Results showed that the overall survival was similar in patients who were receiving an AED at baseline and patients who were not receiving any AED.
The subgroup of patients receiving solo valproic acid seemed to have a larger survival benefit from temozolomide radiotherapy (hazard ratio [HR], 0.39; 95% confidence interval [CI], 0.24-0.63) than patients receiving an enzyme-inducing antiepileptic drug (EIAED) only (HR, 0.69; 95% CI, 0.53-0.90) or patients not receiving any AED (HR, 0.67; 95% CI, 0.49-0.93).
The lifetime risk of epileptic seizures in glioblastoma patients ranges from 30% to 50%. The choice of antiepileptic drug in these patients needs to take into account such factors as the resistance of the seizure disorder, drug-drug interaction, and adverse side effects.
Patients who received valproic acid only had more grade 3/4 thrombopenia and leukopenia than patients not taking an AED or patients taking an EIAED only. In addition, patients treated with valproic acid had only 30% of their adjuvant cycles postponed versus 16% in patients treated with EIAED only and 17% in patients who received no AED (P = .0001).
Weller and associates said that their findings may bolster the notion that valproic acid’s histone deacetylase (HDAC)-inhibiting properties may contribute to the improved benefit occurring with radiochemotherapy.
They pointed out that their analysis is distinct from earlier reports in that it is “contemporary and evaluates patients treated with the current standard of care with concomitant chemoradiotherapy,” in contrast to an earlier analysis that looked at a pooled database of clinical studies with negative results. Their study is also notable in that it analyzed the hazard ratios for treatment benefit within a randomized trial rather than prognostic values, which offsets possible “inhomogeneities of hidden prognostic factors.”
At the same time, they emphasize that their results need to be interpreted with caution given that they are derived from “an unplanned and insufficiently powered retrospective analysis.” Also, because the investigators decided on the prescription and the type of AED with randomization stratified by participating center, the differences in outcomes may have resulted from patient selection.

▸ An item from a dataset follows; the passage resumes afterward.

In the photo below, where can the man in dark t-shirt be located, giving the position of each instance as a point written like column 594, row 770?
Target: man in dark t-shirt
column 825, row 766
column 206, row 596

Finally, Weller and colleagues said that, despite potential shortcomings, the results of this retrospective analysis “suggest that the choice of AED in patients with brain tumors should be carefully considered because it may affect survival.”
Weller M, Gorlia T, Cairncross JG, et al. Prolonged survival with valproic acid use in the EORTC/NCIC temozolomide trial for glioblastoma [published online ahead of print August 31, 2011]. Neurol. 2011;77:1156-1164.